Por mais esquizofrênico que possa parecer, vamos, por hipótese, admitir que seja assim. Admitamos que a teoria da conspiração não seja apenas uma teoria.
Pois sabe o que? Não muda nada. Seguimos, enquanto indústria, reféns de uma insignificância econômico-política de dar dó.
Esta indústria é a indústria de fomento de todas as outras indústrias. Máquina de construção de mercados. Mas e daí?
Onde viemos parar?
CADE? Respeitada aqui sua inequívoca valia no saneamento dos exageros da (muitas vezes) ilógica capitalista, dependendo dos humores de plantão, pode, ele mesmo e ele também, expor publicamente as vísceras de suas próprias incongruências, vindo a ser massa de manobra da majestade temporão por hora no castelo.
A vítima aqui não é a Globo. É toda esta indústria. Aliás, qual indústria mesmo?
Eu explico qual indústria.
Somos uma indústria de geográfica limitação nacional. Um bairro. Mas nos achamos Brasil-il-il!!! (Tá bom, na área de criação somos ponta global, concedo com honra e louvor.)
O mapa desse business é aquele que fica na mesa da professora de geografia da escola primária. Um globo, lembra?
As regras deste negócio são globais. Nosso cafofo de regras nacionais, que tão bem fizeram à prosperidade desta indústria por décadas, está sendo invadido mais e mais por um tisunami internacional de ocupação por gigantes players muitas vezes maiores do que inúmeros países inteiros.
Nossas maiores empresas são micro pecinhas no quebra cabeças dominado, dependendo de quem faça essa conta, por 9 ou 12 gigantes extra nacionais, mega plataformas de negócios que estão e estarão mais presentes em cada cantinho do Planeta. Aqui no bairro também.
O Brasil ainda se pendura mal e mal entre as, sei lá, 10 maiores economias globais, mas sob a ótica da indústria da comunicação internacional, deixou de ser estratégico.
O CADE bate num mercado já combalido. Os players que julgam estar sentados à direita de Deus Pai e que imaginam lucrar de alguma forma com isso olham um canto aprazível de praia. Só que, já disse, trata-se de um tisunami.
O jogo de poder é um jogo de alternância. Hoje é assim, amanhã é assado. Os bobos da corte passarão, assim como toda a corte.
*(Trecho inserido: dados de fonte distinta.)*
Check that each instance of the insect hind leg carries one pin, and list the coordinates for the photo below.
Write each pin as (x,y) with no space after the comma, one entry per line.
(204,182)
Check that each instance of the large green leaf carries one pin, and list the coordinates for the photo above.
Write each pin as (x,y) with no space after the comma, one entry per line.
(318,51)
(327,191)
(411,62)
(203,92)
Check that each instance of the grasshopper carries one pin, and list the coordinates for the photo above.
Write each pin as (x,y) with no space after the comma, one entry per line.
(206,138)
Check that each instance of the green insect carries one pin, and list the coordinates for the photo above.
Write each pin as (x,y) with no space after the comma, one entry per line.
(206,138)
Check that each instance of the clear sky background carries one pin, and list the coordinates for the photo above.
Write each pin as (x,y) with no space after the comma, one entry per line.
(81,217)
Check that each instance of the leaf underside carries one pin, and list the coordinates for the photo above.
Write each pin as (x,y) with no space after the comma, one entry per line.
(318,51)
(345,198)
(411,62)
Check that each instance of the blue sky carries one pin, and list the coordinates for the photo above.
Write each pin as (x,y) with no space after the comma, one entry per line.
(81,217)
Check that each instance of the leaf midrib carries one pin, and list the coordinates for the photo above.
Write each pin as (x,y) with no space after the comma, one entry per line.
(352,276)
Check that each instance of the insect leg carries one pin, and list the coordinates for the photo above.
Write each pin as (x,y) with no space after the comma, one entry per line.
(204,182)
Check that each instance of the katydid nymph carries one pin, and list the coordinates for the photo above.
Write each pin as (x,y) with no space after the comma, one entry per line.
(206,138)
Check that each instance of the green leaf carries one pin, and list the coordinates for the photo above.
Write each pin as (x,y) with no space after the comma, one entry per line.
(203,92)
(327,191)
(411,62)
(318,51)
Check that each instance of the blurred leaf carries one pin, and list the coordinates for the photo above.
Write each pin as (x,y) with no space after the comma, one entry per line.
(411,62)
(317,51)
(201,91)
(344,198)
O que vai imutavelmente permanecer é a cena maior de um mundo em que pequenos, que pensam pequeno, serão tragados.
Nossa indústria é brilhante. Talentosa. Transformou e construiu marcas numa contribuição não menos do que bilionária em décadas para toda a economia do País. Vive agora franco e profundo processo de auto reformulação e renovação. Agências, anunciantes e publishers. O maior processo de transformação de todos os tempos. Maior do que a chegada da TV ou da Internet. É esse o quadro em questão.
Sairá, ali do outro lado do tsunami, completamente outra. Em minha pobre e parca opinião, renascida, renovada e mais forte. Além de muuuito mais em linha com as novas realidades de uma sociedade igualmente em profunda evolução sem fim. Sairá adaptada a nova era da transformação recorrente, porque entenderá, finalmente, depois de tantos avisos, que transformação não é um acaso, mas a nova norma.
Mas uma ameaça como essa do CADE expõe, inevitavelmente, nossas entranhas.
E não é tão bom assim o que se nos revela ver.